Одной из причин ее смущения было то, что она не очень понимала, как называть бывшую свекровь. Конечно, «мама Фолкнер» больше не годится. Миссис Фолкнер? Это звучит так, будто они только что познакомились. Мейда? Кэролайн посмотрела на безупречно ухоженную, неуязвимую женщину, которая когда-то так усложняла ей жизнь. Зовет ли ее хоть кто-нибудь Мейдой? Кэролайн печально подумала о настойчивых просьбах Дэниела Фрателли не называть его «профессор». Ее жизнь так запуталась, что она, похоже, уже не знает, кого как называть.

– Нет, дорогая моя, и не беспокойся насчет нарезания лимонов, – оживленно сказала Мейда Фолкнер. – Чашка хорошего, горячего чая – это все, что нужно.

К счастью, Кэролайн стояла спиной к своей гостье, так что ей удалось скрыть свое удивление. Та самая Мейда Фолкнер без возражений пьет чай из простой кружки? И не требует «споуд» или «веджвуд»? Ну и дела. Кэролайн приготовила чай и села к кухонному столу.

– Тесса говорит, что вы пишете ей в школу.

Чтобы избежать затруднений, как называть свою гостью, Кэролайн решила просто опускать имя.

– Да, я посылаю ей время от времени короткие записки.

Короткие записки с приложением одного или двух чеков на пятьдесят долларов. Кэролайн когда-то хотела попросить свою бывшую свекровь перестать портить внучку тем же способом, каким она испортила своего сына, то есть давать Тессе деньги с непредсказуемыми промежутками. Регулярная поддержка, возможно, не была бы так плоха, но эти внезапные подарки, безрассудно посылаемые тогда, когда этого хотелось Мейде, всю жизнь только злили Гарри и делали его зависимым. И теперь Кэролайн видела, что то же самое происходит с Тессой.

– Я уверена, что она это ценит, – сказала Кэролайн, – но Тесса должна привыкать работать, чтобы иметь то, что она хочет, или обходиться без этого. Я знаю, вы хотите только хорошего, но…

Мейда Фолкнер подняла руку:

– Не суетись, Кэролайн. Пусть средний класс беспокоится о том, откуда берутся деньги. Я не посылаю Тессе много. Мне ведь еще приходится обеспечивать Гарри.

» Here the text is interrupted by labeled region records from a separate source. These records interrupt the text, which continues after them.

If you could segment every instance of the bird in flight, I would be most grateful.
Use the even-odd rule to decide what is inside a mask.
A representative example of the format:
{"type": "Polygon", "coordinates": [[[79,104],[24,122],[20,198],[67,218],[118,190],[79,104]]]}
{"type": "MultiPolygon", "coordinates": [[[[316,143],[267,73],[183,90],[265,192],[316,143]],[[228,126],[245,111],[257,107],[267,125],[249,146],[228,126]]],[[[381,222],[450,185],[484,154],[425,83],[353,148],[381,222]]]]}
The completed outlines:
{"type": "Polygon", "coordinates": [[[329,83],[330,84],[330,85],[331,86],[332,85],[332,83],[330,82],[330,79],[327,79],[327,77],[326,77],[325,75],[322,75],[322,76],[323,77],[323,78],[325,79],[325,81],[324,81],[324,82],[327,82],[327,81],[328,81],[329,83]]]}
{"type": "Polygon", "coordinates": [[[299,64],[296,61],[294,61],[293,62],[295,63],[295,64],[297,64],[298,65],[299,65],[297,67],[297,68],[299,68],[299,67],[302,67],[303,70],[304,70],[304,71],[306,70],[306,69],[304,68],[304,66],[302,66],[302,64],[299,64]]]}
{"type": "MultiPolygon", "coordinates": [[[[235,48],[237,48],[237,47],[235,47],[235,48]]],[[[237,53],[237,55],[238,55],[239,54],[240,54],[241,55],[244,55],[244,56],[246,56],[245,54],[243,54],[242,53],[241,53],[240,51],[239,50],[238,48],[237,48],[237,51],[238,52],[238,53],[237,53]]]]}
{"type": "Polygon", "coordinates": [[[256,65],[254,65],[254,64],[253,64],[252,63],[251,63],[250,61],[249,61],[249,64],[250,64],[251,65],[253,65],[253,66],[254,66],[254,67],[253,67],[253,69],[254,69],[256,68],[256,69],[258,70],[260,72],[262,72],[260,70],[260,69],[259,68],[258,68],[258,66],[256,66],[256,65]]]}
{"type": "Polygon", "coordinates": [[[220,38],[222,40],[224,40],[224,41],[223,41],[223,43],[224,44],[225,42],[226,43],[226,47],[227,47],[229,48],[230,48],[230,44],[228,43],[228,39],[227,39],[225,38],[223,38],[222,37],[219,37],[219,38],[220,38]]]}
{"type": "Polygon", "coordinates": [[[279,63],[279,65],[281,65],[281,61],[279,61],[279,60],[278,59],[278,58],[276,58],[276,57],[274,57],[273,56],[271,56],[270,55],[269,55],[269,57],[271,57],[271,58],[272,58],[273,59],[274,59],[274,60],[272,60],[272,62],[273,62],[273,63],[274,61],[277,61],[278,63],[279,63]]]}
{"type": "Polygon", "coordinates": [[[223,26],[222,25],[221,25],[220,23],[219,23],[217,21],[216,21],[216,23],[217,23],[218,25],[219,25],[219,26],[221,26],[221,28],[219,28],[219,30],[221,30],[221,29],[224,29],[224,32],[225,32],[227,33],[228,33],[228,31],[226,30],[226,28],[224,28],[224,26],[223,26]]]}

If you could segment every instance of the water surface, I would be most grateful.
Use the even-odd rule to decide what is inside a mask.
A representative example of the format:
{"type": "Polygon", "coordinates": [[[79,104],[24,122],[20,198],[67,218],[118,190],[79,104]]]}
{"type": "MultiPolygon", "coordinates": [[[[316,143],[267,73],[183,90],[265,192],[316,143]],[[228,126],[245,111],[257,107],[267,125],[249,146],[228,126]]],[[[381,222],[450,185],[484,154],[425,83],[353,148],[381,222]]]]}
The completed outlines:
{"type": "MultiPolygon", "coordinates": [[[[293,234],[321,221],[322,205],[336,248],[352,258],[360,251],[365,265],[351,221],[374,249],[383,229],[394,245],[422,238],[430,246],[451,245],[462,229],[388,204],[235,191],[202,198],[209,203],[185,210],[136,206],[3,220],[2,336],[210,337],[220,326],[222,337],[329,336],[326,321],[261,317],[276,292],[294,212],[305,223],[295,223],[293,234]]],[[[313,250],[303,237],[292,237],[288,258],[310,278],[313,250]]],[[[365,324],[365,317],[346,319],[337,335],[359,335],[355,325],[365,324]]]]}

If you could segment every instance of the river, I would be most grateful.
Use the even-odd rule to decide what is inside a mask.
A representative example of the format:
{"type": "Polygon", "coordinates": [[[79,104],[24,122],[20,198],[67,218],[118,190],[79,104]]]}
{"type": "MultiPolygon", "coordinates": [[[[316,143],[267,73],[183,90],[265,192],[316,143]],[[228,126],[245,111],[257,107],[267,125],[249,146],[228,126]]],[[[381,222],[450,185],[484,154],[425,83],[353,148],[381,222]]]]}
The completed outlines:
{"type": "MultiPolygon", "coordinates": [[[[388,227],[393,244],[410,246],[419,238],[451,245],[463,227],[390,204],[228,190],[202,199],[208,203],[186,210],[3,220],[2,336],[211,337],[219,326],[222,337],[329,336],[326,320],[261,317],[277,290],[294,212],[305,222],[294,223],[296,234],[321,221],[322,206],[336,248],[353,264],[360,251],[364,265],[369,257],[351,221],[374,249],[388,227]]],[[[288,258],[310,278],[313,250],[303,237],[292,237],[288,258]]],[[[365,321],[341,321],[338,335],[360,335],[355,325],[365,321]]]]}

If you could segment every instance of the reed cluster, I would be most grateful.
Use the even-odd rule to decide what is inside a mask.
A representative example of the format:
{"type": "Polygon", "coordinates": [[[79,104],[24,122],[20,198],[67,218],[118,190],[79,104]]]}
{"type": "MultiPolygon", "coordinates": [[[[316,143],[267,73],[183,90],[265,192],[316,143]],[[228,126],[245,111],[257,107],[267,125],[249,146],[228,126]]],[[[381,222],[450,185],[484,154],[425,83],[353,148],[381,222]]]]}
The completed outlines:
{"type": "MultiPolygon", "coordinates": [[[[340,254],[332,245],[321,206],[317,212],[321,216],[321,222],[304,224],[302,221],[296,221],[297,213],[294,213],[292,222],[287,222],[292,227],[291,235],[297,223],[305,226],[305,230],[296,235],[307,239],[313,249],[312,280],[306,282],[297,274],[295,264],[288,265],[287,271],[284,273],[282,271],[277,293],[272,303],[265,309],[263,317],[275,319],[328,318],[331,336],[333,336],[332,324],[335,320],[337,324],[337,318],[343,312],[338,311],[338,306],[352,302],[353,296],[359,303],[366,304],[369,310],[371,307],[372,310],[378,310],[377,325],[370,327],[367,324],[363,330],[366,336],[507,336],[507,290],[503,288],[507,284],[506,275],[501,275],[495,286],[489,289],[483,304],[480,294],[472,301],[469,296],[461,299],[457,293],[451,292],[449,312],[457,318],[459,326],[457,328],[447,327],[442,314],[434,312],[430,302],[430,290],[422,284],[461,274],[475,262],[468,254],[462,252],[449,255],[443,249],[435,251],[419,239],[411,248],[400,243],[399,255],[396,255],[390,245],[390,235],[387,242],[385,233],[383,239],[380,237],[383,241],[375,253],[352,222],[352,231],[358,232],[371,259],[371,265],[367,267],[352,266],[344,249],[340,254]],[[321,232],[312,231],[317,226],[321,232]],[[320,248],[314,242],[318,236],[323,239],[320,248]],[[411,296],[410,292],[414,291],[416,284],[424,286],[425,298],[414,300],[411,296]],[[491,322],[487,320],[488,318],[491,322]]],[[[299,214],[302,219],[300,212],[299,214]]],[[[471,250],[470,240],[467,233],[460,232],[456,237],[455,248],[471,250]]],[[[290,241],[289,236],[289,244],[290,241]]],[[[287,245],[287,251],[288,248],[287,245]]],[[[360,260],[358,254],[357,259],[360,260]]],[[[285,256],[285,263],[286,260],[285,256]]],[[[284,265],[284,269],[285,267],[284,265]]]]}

«Неужели, – подумала Кэролайн, – Мейда не понимает, что здоровый пятидесятилетний мужчина с высшим образованием должен заботиться о себе сам, а не полагаться целиком на мать? Нет, она не позволит Тессе или Бену зависеть от их бабушки».

– Может быть, вам стоило бы разрешить Гарри самому себя обеспечивать? – спокойно сказала Кэролайн, приготовившись выслушать в ответ пространные рассуждения Мейды о том, какое у Кэролайн ужасное провинциальное отношение к деньгам.

К ее удивлению, Мейда сказала доверительно:

– Я бы и рада. Но эта Торкельсон пускает деньги на ветер, поэтому мне приходится поддерживать Гарри. Я не могу допустить, чтобы он голодал. – Она внимательно посмотрела в кружку, как будто надеясь прочесть там какую-то тайну. – Поэтому, Кэролайн, я к тебе и пришла.